Kopi arabica Amungme Gold ini berasal dari Povinsi Papua tepatnya dari Gunung Nemangkawi. Nama amungme sendiri berasal dari nama suku di Papua yang mulai membudidayakan atau menanam kopi disana. Varietas kopi arabica dan diolah secara organik. Kopi ini disebut juga sebagai ‘kopi termahal‘…

“Serius?”
“Serius banget, maksud termahal ini adalah proses pengangkutan setelah panen ke tempat roasting dan pengepakan itu butuh diangkut helikopter bukan jalan darat, jadi kebayang mahalnya khaaan!”

“Iya bener juga”

Aku tersenyum, meskipun harga dipasaran tidak semahal itu. Dijual kisaran 185K – 200K per 250 gram, udah banyak juga yang jualan online.
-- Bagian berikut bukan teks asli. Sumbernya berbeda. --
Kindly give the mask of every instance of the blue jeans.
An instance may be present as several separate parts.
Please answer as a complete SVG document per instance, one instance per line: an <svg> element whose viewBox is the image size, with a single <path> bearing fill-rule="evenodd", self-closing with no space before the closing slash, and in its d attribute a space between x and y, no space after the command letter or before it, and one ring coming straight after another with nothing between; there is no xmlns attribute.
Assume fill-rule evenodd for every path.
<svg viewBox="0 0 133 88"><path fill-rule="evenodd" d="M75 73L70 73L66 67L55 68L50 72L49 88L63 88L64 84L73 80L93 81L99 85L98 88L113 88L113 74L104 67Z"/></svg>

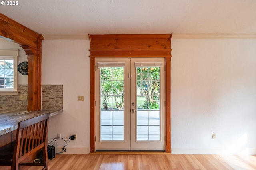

Segera teko kaca beraksi mengantar aliran air panas menari diatas kopi yang sudah pasrah diatas corong V60. Haruum….

***

Nah untuk rasa, bentarrr kita sruput dulu….

_srupuuut__

Keharuman menyeruak memberi sensasi kesegaran. Bodynya strong, pahit yang kuat dengan citarasa khas, tapi ada taste mocca juga selarik karamel yang memberi perbedaan. Aciditynya low, lebih dominan body yang kuat. Nikmat.

Udah dulu yaa….

Nggak bisa menikmati berlama-lama, karena persiapan meeting sudah menanti.

“See you next time guy, have a nice day”

***

Segera raga ini bergegas ditemani kawan-kawan 1 divisi. Menyebrang gedung memasuki basement, disitulah tempat meeting pagi ini. Wassalam (AKW).